The reports argues that the slowest growing segment in the E&M industry will be consumer and educational books, with a 0.4% CAGR over the next five years. “Comparatively low literacy levels in the country (although they are rising) and the fact that books don’t cater for multiple languages in use in South Africa, continue to act as a barrier to further growth in this segment.
“Books are also subject to higher Value Added Tax (VAT) at 14% than in most other countries, which means that retail prices remain too high for the majority of South Africans. Magazines and newspapers sell at a much lower cost and are therefore more likely to be read by South Africans than books,” says Myburgh.
The report also shows that music is also a slow-growing segment (0.4% CAGR), with physical sales dropping quickly, but not yet being replaced by digital sales, despite the emergence of a number of new digital music services.
The report notes that aside from the Internet the fastest growth will also be seen in the video games segment. Growth here will be driven largely by mobile gaming, as comparatively lower levels of broadband will restrict the online gaming industry. Mobile gaming will be focused on smartphones, with tablets remaining a largely untapped market in the short-term due to their high purchase cost.

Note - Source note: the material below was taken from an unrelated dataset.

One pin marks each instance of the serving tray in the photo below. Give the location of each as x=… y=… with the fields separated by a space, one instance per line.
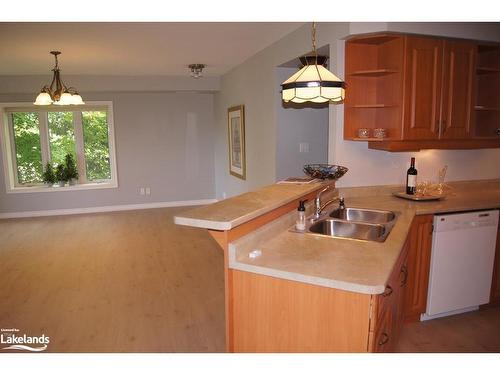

Revenue flow from the film industry is also expected to grow in the wake of increased Internet access, with electronic home video (including box office) reaching R1 544 million in 2017 and accounting for 66% of the home video market (up from R816 million in 2012 and 49% of the home video market). Over-the-top (OTT) video services, which deliver video content through the Internet, are predicted to become an important part of the filmed entertainment market in the next five years.
Myburgh concludes that “The E&M industry in South Africa is well placed to benefit from the economic growth the country will experience in the next five years. While many mature countries – such as those in Western Europe – are seeing low levels of growth, the outlook for South Africa is more positive.
“As a result, with more consumers becoming connected (typically through their mobile devices) and with more disposable income available, the opportunities for those selling products and services both digital and physical will be significant. E&M businesses must continue to raise their games in agility to change in direct response to consumers’ expectation, while understanding that digital innovation become the new license to operate.”